Dem stellt die Schau Werke zeitgenössischer Künstler gegenüber und bietet so gedankliche Entsprechungen an: Bill Violas „Himmel und Erde" (1992), bei dem zwei einander gegenüber positionierte Bildschirme die Videoaufnahmen eines Kleinkindes und einer Sterbenden wiedergeben, Hans Bellmers Fesselungen eines weiblichen Körpers, die dem Betrachter Schmerz verursachen, Ilse Haiders in einer Koje hinter tausend Stäben gefangene „Venus von Neapel" (1995), Valie Exports Video „Remote" (1973), in dem eine Frau sich selbst den Finger blutig schneidet, Marc Quinns Studie zu „Angst vor der Angst" (1995), in der ein menschlicher Oberkörper teilamputiert und nur durch ein Stabgerüst gestützt ist. Sexuelle Phantasien, Bild oder Plastik geworden, von Günter Brus, Marcel Duchamp, Jenny Holzer, Nancy Spe-ro oder Ilse Haider und vielen anderen ergänzen die Darstellungen von Gewalttätigkeit und deren Opfern - auch im geschlechtlichen Bereich.

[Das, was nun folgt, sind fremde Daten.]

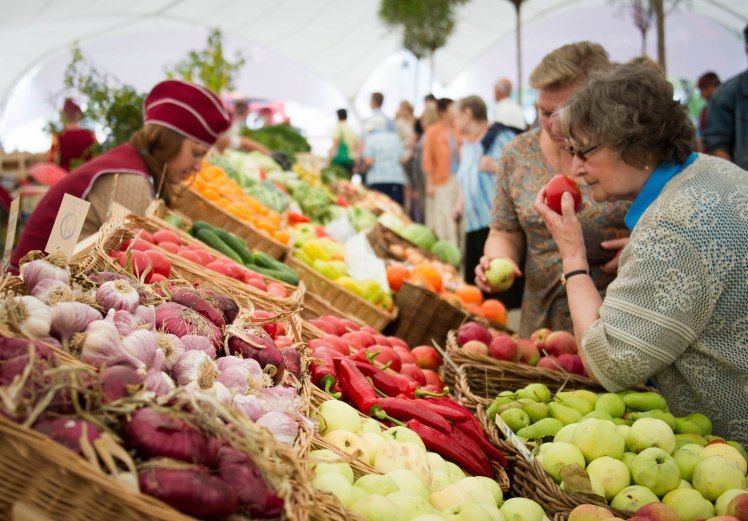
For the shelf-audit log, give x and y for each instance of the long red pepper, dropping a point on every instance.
(404, 409)
(323, 371)
(446, 446)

Haben die mittelalterlichen Darstellungen die Aufgabe, den Betrachter mit dem Leiden Christi, Marias oder der Heiligen zu konfrontieren, ihn zum radikalen Mitleiden zu veranlassen und zur schmerzhaften Nachfolge aufzurufen, sind die zeitgenössischen Kunstwerke durch eine gesellschaftskritische Dimension (Feminismus) und wohl auch von starker Selbstaggression geprägt.

Und wenn die „Andachtsbilder" mit ihrem Blick auf verwundete Körper auch die Funktion des Abwehrrituals haben, das vor solchem Leiden bewahren soll, ist auch die religiös bedingte Leibfeindlichkeit im ausgehenden Mittelalter als Hintergrund zu sehen. Dieser steht in den zeitgenössischen Werken eine Suche nach dem Ich, ein Erforschen des eigenen Körpers gegenüber, das auch nicht von richtig verstandener Selbstliebe geprägt scheint. Die Gegenüberstellung hat jedenfalls mehrere Dimensionen und ist spannender, als der Ausstellungstitel es vermuten läßt.

(Täglich 10-18, Do bis 20 Uhr, Di geschlossen. Bis 31. Jänner)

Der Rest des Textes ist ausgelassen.